Je regarde mes amis, une dernière fois
Nous sommes le 30 octobre 2012, The Walt Disney Company annonce le rachat de Lucasfilm pour 4,05 milliards de dollars. Sept ans plus tard, la saga prend fin. Comprenez la saga Skywalker, car Disney n’en a pas fini avec Star Wars. Après deux spin-off aux résultats contrastés, le futur s’est assombri pour la firme aux grandes oreilles. Et le projet d’une nouvelle trilogie originale portée par Rian Johnson semble compromis. Le succès de cet épisode IX est donc primordial.
Mais n’y a-t-il pas un problème de taille à l’origine même de cette postlogie ? En faisant le choix de continuer l’histoire déjà bien remplie de la famille Skywalker, Disney a voulu rassurer. Utiliser des personnages iconiques pour propulser une nouvelle génération, un passage de flambeau. Un choix de facilité qui s’est avéré plus complexe et dense qu’on pouvait s’y attendre avec un épisode VIII aux allures de nouveau monde, laissant présager le meilleur pour la saga. Mais en essayant d’appliquer la même recette magique qu’ils utilisent pour Marvel, Disney s’est saboté. On est en droit de se demander s’il ne s’agit pas là d’une grosse erreur stratégique plutôt que narrative.
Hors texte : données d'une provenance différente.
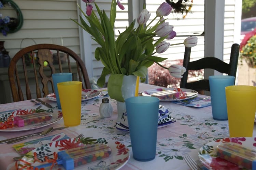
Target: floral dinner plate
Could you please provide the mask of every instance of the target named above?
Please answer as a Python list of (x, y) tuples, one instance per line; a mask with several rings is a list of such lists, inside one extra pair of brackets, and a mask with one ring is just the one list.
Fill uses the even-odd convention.
[[(17, 116), (51, 113), (52, 117), (50, 119), (41, 121), (40, 122), (31, 124), (22, 127), (18, 127), (16, 125), (12, 126), (10, 125), (13, 121), (13, 117)], [(42, 118), (43, 117), (42, 117)], [(0, 132), (19, 132), (28, 131), (40, 128), (54, 123), (62, 118), (62, 112), (54, 108), (48, 109), (20, 109), (14, 111), (9, 111), (0, 113)], [(45, 119), (44, 119), (45, 120)]]
[[(175, 120), (172, 118), (171, 121), (166, 123), (161, 123), (160, 124), (159, 124), (157, 126), (157, 128), (159, 129), (166, 127), (171, 123), (175, 122), (176, 121), (176, 120)], [(120, 130), (120, 131), (126, 132), (129, 132), (129, 128), (128, 127), (124, 125), (122, 123), (120, 124), (119, 122), (116, 122), (116, 128), (118, 130)]]
[(212, 169), (243, 169), (230, 162), (218, 157), (217, 155), (217, 146), (221, 143), (234, 142), (252, 149), (256, 149), (256, 138), (240, 137), (226, 138), (205, 144), (198, 152), (199, 160), (204, 168)]
[[(100, 92), (96, 90), (92, 89), (83, 89), (82, 90), (82, 101), (93, 99), (100, 95)], [(52, 101), (56, 101), (56, 97), (54, 93), (51, 93), (46, 96), (45, 98)]]
[[(108, 144), (111, 149), (112, 153), (109, 157), (91, 163), (75, 167), (75, 169), (119, 169), (123, 167), (130, 158), (129, 149), (120, 142), (103, 138), (95, 138), (86, 137), (81, 138), (72, 138), (64, 139), (53, 142), (41, 146), (27, 153), (21, 159), (18, 165), (18, 168), (25, 167), (29, 168), (30, 166), (38, 166), (42, 164), (47, 164), (45, 156), (49, 159), (53, 159), (54, 153), (65, 150), (68, 149), (84, 146), (86, 144), (102, 143)], [(36, 155), (37, 161), (35, 162)], [(42, 163), (41, 162), (43, 162)], [(26, 167), (26, 166), (27, 166)], [(50, 167), (44, 169), (50, 169)], [(56, 165), (53, 170), (63, 170), (65, 169), (61, 165)]]
[[(144, 96), (151, 96), (154, 93), (163, 91), (168, 90), (174, 90), (176, 88), (158, 88), (151, 89), (143, 91), (142, 93), (142, 95)], [(160, 101), (164, 102), (171, 102), (173, 101), (177, 101), (178, 100), (183, 100), (188, 99), (191, 98), (195, 97), (198, 94), (198, 92), (193, 90), (188, 89), (186, 88), (181, 88), (183, 92), (185, 92), (187, 94), (187, 96), (184, 99), (178, 98), (169, 98), (165, 99), (159, 99)]]

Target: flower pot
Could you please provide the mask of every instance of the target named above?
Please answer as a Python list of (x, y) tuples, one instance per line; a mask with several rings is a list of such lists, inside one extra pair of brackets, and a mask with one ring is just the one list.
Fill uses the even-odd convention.
[[(126, 99), (134, 96), (136, 82), (137, 76), (131, 75), (125, 75), (123, 79), (122, 86), (122, 96), (124, 99)], [(117, 119), (116, 122), (120, 122), (123, 114), (126, 111), (125, 103), (117, 101)]]

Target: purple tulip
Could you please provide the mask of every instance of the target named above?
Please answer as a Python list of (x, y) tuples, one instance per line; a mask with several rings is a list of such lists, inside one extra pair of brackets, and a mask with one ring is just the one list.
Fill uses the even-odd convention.
[(156, 34), (163, 37), (170, 33), (173, 29), (173, 26), (169, 25), (169, 22), (163, 22), (159, 25), (156, 29)]
[(169, 67), (170, 74), (176, 78), (182, 78), (182, 75), (186, 71), (186, 68), (180, 65), (173, 64)]
[(162, 41), (156, 46), (156, 50), (158, 53), (162, 53), (168, 49), (171, 44), (169, 42)]
[(93, 5), (91, 4), (88, 4), (86, 6), (86, 14), (89, 16), (91, 14), (91, 11), (93, 11)]
[(82, 0), (86, 3), (92, 3), (94, 2), (95, 0)]
[(137, 18), (137, 22), (140, 25), (145, 24), (148, 20), (151, 14), (146, 9), (144, 9), (140, 13), (140, 15)]
[(124, 5), (123, 5), (121, 3), (121, 2), (120, 2), (120, 1), (119, 1), (119, 0), (117, 0), (117, 6), (118, 6), (120, 9), (122, 10), (124, 10), (125, 9), (124, 6)]
[(169, 35), (168, 35), (167, 38), (166, 38), (166, 39), (171, 39), (176, 36), (176, 35), (177, 34), (176, 34), (176, 32), (173, 30), (172, 31), (172, 32), (171, 32), (171, 33), (169, 34)]
[(197, 37), (196, 36), (190, 36), (184, 40), (184, 45), (186, 47), (195, 47), (197, 44)]
[(156, 10), (156, 16), (158, 17), (167, 16), (171, 13), (172, 7), (167, 2), (163, 2)]

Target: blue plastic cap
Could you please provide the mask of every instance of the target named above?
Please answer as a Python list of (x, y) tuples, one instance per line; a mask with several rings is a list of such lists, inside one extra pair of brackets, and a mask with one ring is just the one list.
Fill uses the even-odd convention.
[(65, 151), (58, 153), (58, 157), (62, 160), (62, 166), (66, 170), (71, 170), (75, 168), (74, 160), (67, 154)]

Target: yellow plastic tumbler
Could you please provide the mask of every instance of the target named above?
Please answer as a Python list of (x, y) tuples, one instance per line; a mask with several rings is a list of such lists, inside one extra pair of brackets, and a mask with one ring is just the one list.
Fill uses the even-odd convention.
[(81, 120), (82, 83), (69, 81), (57, 84), (64, 124), (79, 125)]
[(226, 99), (230, 137), (253, 136), (256, 110), (256, 87), (226, 87)]

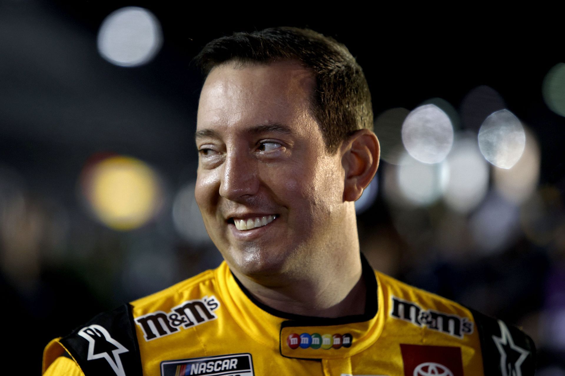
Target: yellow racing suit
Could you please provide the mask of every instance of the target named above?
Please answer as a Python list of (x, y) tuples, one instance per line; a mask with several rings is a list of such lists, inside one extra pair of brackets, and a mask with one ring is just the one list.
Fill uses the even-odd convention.
[(44, 374), (533, 374), (533, 343), (518, 329), (363, 263), (364, 314), (275, 311), (251, 296), (224, 262), (53, 340)]

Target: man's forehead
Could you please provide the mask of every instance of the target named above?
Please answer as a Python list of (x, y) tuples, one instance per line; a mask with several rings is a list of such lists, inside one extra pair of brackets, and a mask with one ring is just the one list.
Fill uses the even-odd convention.
[(310, 112), (314, 77), (294, 61), (213, 69), (198, 106), (197, 128), (245, 121), (285, 124)]

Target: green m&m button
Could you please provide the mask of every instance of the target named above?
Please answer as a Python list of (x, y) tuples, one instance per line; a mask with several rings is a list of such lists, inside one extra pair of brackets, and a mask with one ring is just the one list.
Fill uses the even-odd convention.
[(310, 344), (310, 348), (317, 350), (320, 348), (320, 346), (321, 346), (321, 336), (318, 333), (314, 333), (312, 335), (312, 343)]
[(321, 336), (321, 348), (324, 350), (332, 348), (333, 344), (333, 338), (331, 334), (324, 334)]

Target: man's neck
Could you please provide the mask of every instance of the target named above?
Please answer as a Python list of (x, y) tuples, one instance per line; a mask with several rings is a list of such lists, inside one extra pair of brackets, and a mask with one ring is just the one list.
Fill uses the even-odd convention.
[[(312, 278), (288, 278), (282, 285), (234, 274), (249, 293), (261, 303), (286, 313), (317, 317), (341, 317), (364, 313), (367, 286), (358, 252), (349, 253), (339, 273), (322, 270)], [(348, 268), (345, 266), (347, 265)]]

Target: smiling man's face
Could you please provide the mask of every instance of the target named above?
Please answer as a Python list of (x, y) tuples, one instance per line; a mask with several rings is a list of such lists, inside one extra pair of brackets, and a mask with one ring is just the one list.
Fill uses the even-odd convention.
[(309, 109), (314, 84), (286, 61), (221, 65), (202, 88), (195, 195), (236, 274), (299, 273), (334, 246), (344, 170)]

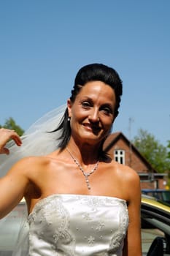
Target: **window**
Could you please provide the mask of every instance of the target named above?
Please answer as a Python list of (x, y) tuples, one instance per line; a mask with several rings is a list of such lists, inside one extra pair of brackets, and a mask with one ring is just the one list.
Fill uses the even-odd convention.
[(114, 157), (116, 162), (125, 165), (125, 151), (122, 149), (115, 149), (114, 151)]

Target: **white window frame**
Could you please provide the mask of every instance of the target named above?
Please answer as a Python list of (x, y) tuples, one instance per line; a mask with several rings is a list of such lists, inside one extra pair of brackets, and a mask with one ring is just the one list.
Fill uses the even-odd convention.
[(114, 150), (114, 159), (115, 161), (120, 164), (125, 165), (125, 150), (123, 149), (115, 149)]

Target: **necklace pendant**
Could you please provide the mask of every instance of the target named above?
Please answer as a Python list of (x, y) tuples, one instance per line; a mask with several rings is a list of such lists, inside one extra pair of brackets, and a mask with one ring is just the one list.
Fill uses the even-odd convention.
[(79, 169), (81, 170), (81, 172), (82, 173), (83, 176), (85, 176), (85, 181), (86, 181), (86, 184), (87, 184), (87, 187), (88, 187), (88, 189), (90, 190), (91, 189), (90, 187), (90, 182), (89, 182), (89, 180), (88, 180), (88, 176), (90, 176), (92, 173), (93, 173), (93, 172), (95, 170), (97, 170), (97, 167), (98, 167), (98, 165), (99, 164), (99, 160), (96, 162), (96, 165), (94, 166), (94, 167), (92, 169), (92, 170), (87, 173), (84, 171), (82, 167), (80, 165), (79, 162), (77, 161), (77, 159), (73, 157), (73, 155), (71, 154), (70, 151), (66, 148), (66, 151), (69, 153), (71, 157), (72, 158), (73, 161), (74, 162), (74, 163), (77, 165), (77, 167), (79, 167)]

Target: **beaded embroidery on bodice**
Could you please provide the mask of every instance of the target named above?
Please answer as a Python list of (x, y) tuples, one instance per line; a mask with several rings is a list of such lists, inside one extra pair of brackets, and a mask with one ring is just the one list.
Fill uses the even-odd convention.
[(128, 225), (124, 200), (52, 195), (28, 217), (29, 256), (120, 256)]

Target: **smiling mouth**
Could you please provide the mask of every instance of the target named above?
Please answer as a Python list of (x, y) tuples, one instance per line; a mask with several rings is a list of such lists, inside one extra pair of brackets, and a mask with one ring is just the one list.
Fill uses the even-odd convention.
[(100, 127), (94, 125), (88, 124), (84, 124), (83, 127), (85, 127), (87, 130), (91, 131), (95, 134), (99, 132), (101, 130)]

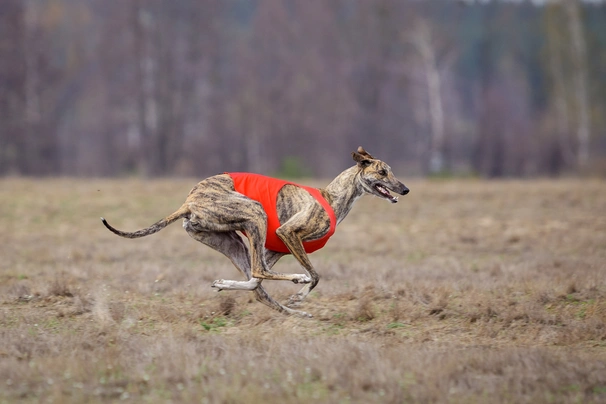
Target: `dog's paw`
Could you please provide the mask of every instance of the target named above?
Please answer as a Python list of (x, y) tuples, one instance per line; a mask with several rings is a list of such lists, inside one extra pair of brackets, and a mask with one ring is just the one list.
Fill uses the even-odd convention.
[(304, 274), (294, 274), (293, 283), (310, 283), (311, 278)]
[(220, 292), (224, 289), (223, 282), (225, 282), (223, 279), (219, 279), (218, 281), (214, 281), (212, 283), (212, 285), (210, 285), (211, 288), (214, 288), (217, 292)]
[(296, 307), (300, 307), (302, 302), (303, 297), (297, 293), (288, 298), (288, 300), (286, 301), (286, 307), (294, 309)]

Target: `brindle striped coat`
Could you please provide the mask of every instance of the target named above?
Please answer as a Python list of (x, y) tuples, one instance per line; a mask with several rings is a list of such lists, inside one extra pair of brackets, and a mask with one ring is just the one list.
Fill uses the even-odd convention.
[[(353, 152), (352, 156), (356, 165), (339, 174), (326, 188), (320, 189), (334, 210), (337, 223), (347, 216), (354, 202), (364, 194), (396, 203), (397, 197), (389, 191), (400, 195), (406, 195), (409, 191), (396, 179), (387, 164), (372, 157), (362, 147)], [(330, 227), (330, 220), (319, 202), (296, 185), (285, 185), (280, 190), (276, 207), (281, 224), (276, 233), (307, 275), (272, 271), (274, 264), (285, 254), (265, 248), (265, 211), (259, 202), (236, 192), (228, 174), (202, 180), (191, 190), (185, 203), (176, 212), (145, 229), (124, 232), (112, 227), (105, 219), (101, 220), (119, 236), (138, 238), (154, 234), (176, 220), (183, 219), (183, 227), (193, 239), (223, 253), (247, 279), (217, 280), (212, 287), (217, 290), (252, 290), (257, 300), (282, 313), (309, 316), (290, 308), (298, 306), (320, 279), (302, 242), (324, 236)], [(250, 248), (238, 231), (246, 234)], [(286, 305), (282, 305), (267, 294), (261, 284), (263, 279), (288, 280), (304, 283), (305, 286), (291, 296)]]

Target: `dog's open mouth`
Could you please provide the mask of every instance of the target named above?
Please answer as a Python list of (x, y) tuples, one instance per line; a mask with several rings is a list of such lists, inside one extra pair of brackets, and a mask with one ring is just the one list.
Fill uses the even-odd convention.
[(387, 199), (389, 202), (391, 202), (391, 203), (398, 202), (398, 197), (397, 196), (393, 196), (389, 192), (389, 190), (387, 188), (385, 188), (383, 185), (381, 185), (381, 184), (375, 184), (373, 186), (373, 188), (375, 189), (375, 191), (377, 191), (377, 194), (379, 194), (379, 196)]

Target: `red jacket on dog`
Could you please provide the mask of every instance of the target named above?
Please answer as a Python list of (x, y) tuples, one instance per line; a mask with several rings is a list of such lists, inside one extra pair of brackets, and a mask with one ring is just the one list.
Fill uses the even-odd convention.
[(330, 204), (324, 199), (320, 191), (316, 188), (306, 187), (304, 185), (295, 184), (289, 181), (279, 180), (276, 178), (266, 177), (260, 174), (250, 173), (226, 173), (234, 181), (236, 192), (246, 195), (263, 206), (267, 214), (267, 239), (265, 240), (265, 248), (272, 251), (290, 254), (288, 247), (280, 240), (276, 234), (276, 230), (280, 227), (280, 219), (276, 209), (278, 200), (278, 192), (284, 185), (294, 185), (303, 188), (311, 194), (322, 205), (328, 217), (330, 218), (330, 229), (322, 238), (312, 241), (304, 241), (303, 248), (305, 252), (312, 253), (326, 245), (326, 242), (335, 232), (337, 226), (337, 218)]

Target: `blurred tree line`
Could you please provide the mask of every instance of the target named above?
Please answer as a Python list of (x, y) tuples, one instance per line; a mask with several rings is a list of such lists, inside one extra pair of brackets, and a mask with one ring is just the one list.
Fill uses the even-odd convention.
[(605, 46), (595, 0), (2, 0), (0, 175), (603, 173)]

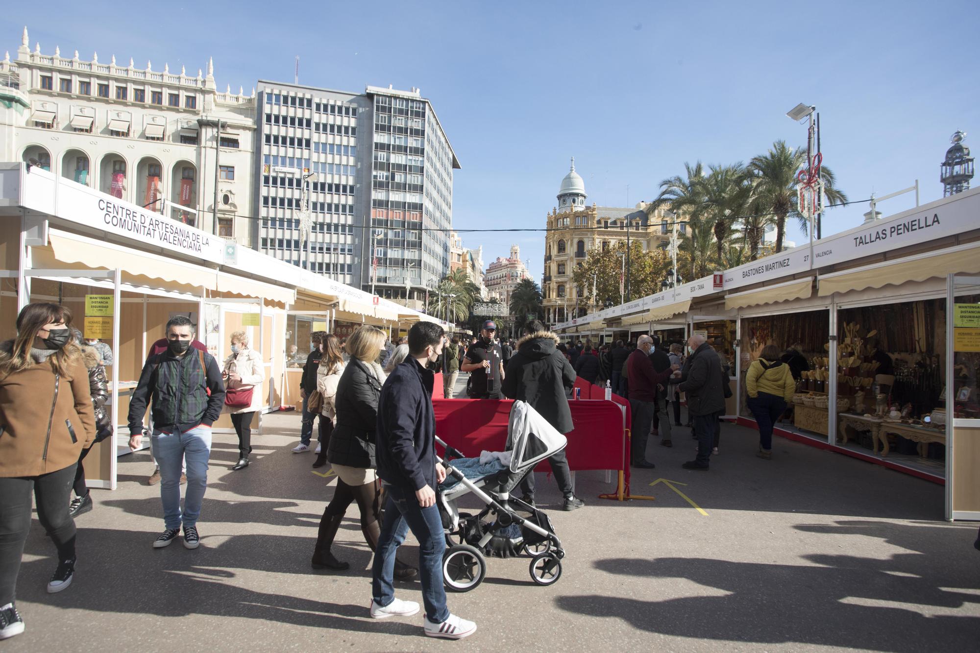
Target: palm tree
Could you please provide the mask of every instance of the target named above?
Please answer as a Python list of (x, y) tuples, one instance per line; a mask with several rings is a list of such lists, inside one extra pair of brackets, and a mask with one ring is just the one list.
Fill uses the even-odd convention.
[(528, 322), (527, 315), (541, 316), (541, 286), (534, 279), (523, 278), (511, 293), (511, 315), (514, 316), (514, 328), (518, 332)]
[(724, 243), (732, 232), (734, 218), (739, 216), (752, 190), (751, 176), (742, 162), (731, 166), (711, 166), (701, 180), (703, 215), (711, 222), (716, 245), (716, 260), (722, 263)]
[[(783, 250), (786, 234), (786, 218), (796, 214), (803, 226), (808, 226), (806, 218), (799, 214), (799, 180), (797, 175), (807, 165), (807, 150), (791, 150), (784, 140), (777, 140), (766, 154), (753, 157), (749, 170), (755, 176), (755, 195), (760, 205), (775, 216), (776, 252)], [(835, 187), (834, 174), (828, 168), (821, 168), (823, 192), (831, 204), (846, 202), (847, 195)]]

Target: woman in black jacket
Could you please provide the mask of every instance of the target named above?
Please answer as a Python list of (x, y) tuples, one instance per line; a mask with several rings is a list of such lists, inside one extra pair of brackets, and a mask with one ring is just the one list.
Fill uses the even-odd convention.
[[(82, 338), (81, 331), (74, 329), (75, 342), (81, 348), (81, 360), (88, 370), (88, 389), (92, 393), (92, 408), (95, 409), (95, 443), (101, 442), (113, 434), (112, 418), (106, 410), (106, 401), (109, 400), (109, 380), (106, 378), (106, 369), (99, 365), (99, 351), (90, 347)], [(78, 456), (78, 466), (74, 471), (74, 496), (69, 506), (68, 513), (73, 518), (83, 515), (92, 509), (92, 496), (88, 492), (88, 484), (85, 482), (85, 466), (81, 461), (92, 450), (92, 447), (84, 447)]]
[[(384, 331), (362, 326), (345, 343), (351, 360), (340, 377), (333, 399), (335, 427), (326, 451), (326, 459), (337, 475), (337, 486), (319, 521), (313, 552), (314, 569), (342, 571), (350, 568), (348, 563), (333, 556), (330, 547), (352, 502), (358, 502), (361, 531), (371, 551), (376, 548), (381, 534), (381, 481), (375, 471), (374, 431), (377, 400), (381, 396), (385, 374), (375, 361), (384, 349)], [(400, 561), (395, 562), (395, 578), (406, 579), (415, 575), (416, 570)]]
[(592, 349), (592, 340), (586, 340), (585, 349), (575, 361), (575, 374), (590, 383), (595, 383), (599, 377), (599, 357), (596, 353)]
[[(526, 335), (517, 341), (517, 351), (507, 366), (504, 396), (526, 401), (560, 433), (567, 433), (574, 428), (566, 394), (575, 383), (575, 371), (558, 351), (558, 336), (547, 330), (541, 322), (529, 322), (524, 326), (524, 332)], [(596, 358), (592, 354), (583, 354), (583, 357), (586, 356)], [(559, 451), (548, 460), (555, 481), (564, 496), (563, 508), (575, 510), (584, 506), (585, 503), (575, 497), (572, 489), (571, 472), (564, 451)], [(521, 497), (524, 503), (534, 505), (534, 470), (520, 481), (520, 488), (524, 492)]]

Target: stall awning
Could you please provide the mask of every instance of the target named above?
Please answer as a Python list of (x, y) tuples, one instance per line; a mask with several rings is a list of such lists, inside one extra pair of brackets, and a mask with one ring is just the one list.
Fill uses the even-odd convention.
[(760, 306), (761, 304), (774, 304), (785, 302), (791, 299), (807, 299), (813, 293), (813, 279), (805, 278), (789, 283), (779, 283), (769, 285), (764, 288), (750, 290), (749, 292), (738, 292), (725, 297), (725, 310), (740, 309), (747, 306)]
[(227, 273), (218, 273), (218, 291), (231, 292), (244, 297), (268, 299), (279, 302), (280, 304), (292, 304), (296, 301), (296, 292), (290, 288), (283, 288), (282, 286), (236, 276)]
[(37, 123), (50, 124), (55, 122), (55, 112), (47, 109), (34, 109), (30, 114), (30, 120)]
[(924, 281), (933, 276), (980, 273), (980, 245), (970, 244), (942, 254), (920, 254), (874, 266), (820, 276), (820, 297), (835, 292), (901, 285), (906, 281)]
[(48, 239), (55, 258), (61, 263), (79, 263), (93, 270), (119, 268), (126, 276), (145, 276), (191, 287), (218, 289), (217, 275), (208, 268), (115, 245), (96, 244), (88, 238), (70, 237), (55, 230), (48, 234)]
[(163, 125), (154, 125), (150, 123), (146, 126), (146, 137), (147, 138), (163, 138), (164, 137)]
[(691, 300), (685, 299), (682, 302), (674, 302), (673, 304), (667, 304), (666, 306), (650, 309), (650, 312), (647, 314), (647, 320), (648, 322), (666, 320), (667, 318), (672, 318), (679, 313), (687, 313), (690, 310)]
[(91, 129), (94, 122), (91, 116), (73, 116), (71, 126), (73, 129)]
[(114, 118), (109, 121), (110, 131), (128, 131), (129, 130), (129, 121), (121, 118)]

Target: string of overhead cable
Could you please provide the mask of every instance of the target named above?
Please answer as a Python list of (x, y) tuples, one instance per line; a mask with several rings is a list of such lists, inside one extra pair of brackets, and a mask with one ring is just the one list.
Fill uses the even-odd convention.
[[(828, 204), (828, 205), (824, 206), (823, 208), (824, 209), (834, 209), (834, 208), (841, 207), (841, 206), (848, 206), (849, 204), (863, 204), (865, 202), (870, 202), (870, 201), (871, 201), (871, 198), (868, 197), (867, 199), (862, 199), (862, 200), (850, 200), (850, 201), (847, 201), (847, 202), (838, 202), (837, 204)], [(765, 218), (765, 217), (768, 217), (768, 216), (776, 216), (776, 215), (778, 215), (778, 214), (775, 211), (768, 211), (768, 212), (765, 212), (765, 213), (756, 213), (756, 214), (752, 214), (752, 215), (748, 215), (748, 216), (725, 216), (721, 220), (730, 220), (730, 221), (750, 220), (752, 218)], [(787, 215), (789, 215), (789, 214), (787, 214)], [(299, 221), (298, 218), (269, 218), (269, 217), (263, 218), (263, 217), (259, 217), (259, 216), (242, 216), (242, 215), (236, 215), (234, 217), (235, 218), (240, 218), (240, 219), (243, 219), (243, 220), (270, 220), (270, 221), (275, 221), (275, 220), (295, 220), (297, 222)], [(333, 223), (328, 223), (326, 221), (319, 221), (319, 222), (320, 223), (326, 223), (326, 224), (333, 224)], [(340, 224), (343, 224), (343, 223), (340, 223)], [(669, 226), (673, 226), (673, 225), (690, 225), (691, 221), (689, 221), (689, 220), (665, 221), (664, 220), (662, 223), (656, 223), (656, 224), (657, 225), (669, 225)], [(466, 227), (435, 227), (435, 226), (421, 226), (421, 227), (418, 227), (418, 228), (412, 227), (412, 226), (401, 226), (401, 227), (387, 226), (387, 227), (382, 227), (382, 226), (372, 226), (372, 225), (346, 225), (346, 226), (350, 227), (350, 228), (355, 228), (355, 229), (405, 228), (405, 229), (409, 229), (409, 230), (412, 230), (412, 231), (421, 230), (421, 231), (446, 232), (446, 233), (448, 233), (450, 231), (455, 231), (456, 233), (501, 233), (501, 232), (514, 232), (514, 231), (566, 231), (566, 230), (568, 230), (570, 228), (574, 228), (574, 229), (577, 229), (577, 230), (587, 230), (587, 229), (605, 229), (605, 230), (608, 230), (608, 229), (619, 228), (619, 226), (596, 226), (510, 227), (510, 228), (493, 228), (493, 229), (466, 228)], [(623, 229), (623, 230), (625, 230), (625, 229)], [(636, 229), (634, 229), (634, 230), (636, 230)]]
Les thématiques de cette nouvelle saga, initiée dans Le Réveil de la Force, étaient pourtant louables. C’est à travers les erreurs de nos ancêtres que nous existons mais c’est à nous de nous en libérer et d’écrire notre propre histoire. Une philosophie au double sens à peine caché, qui traverse l’entièreté de Les Derniers Jedi jusqu’à son final splendide. Mais le public était-il vraiment prêt à lâcher prise ? Après deux films qui réintroduisaient, petit à petit, les personnages de leur enfance ? Comment réussir ce tour de force ? Conclure simultanément 42 ans de films et leur mythologie ainsi qu’une nouvelle trilogie, ses personnages et ses thématiques ?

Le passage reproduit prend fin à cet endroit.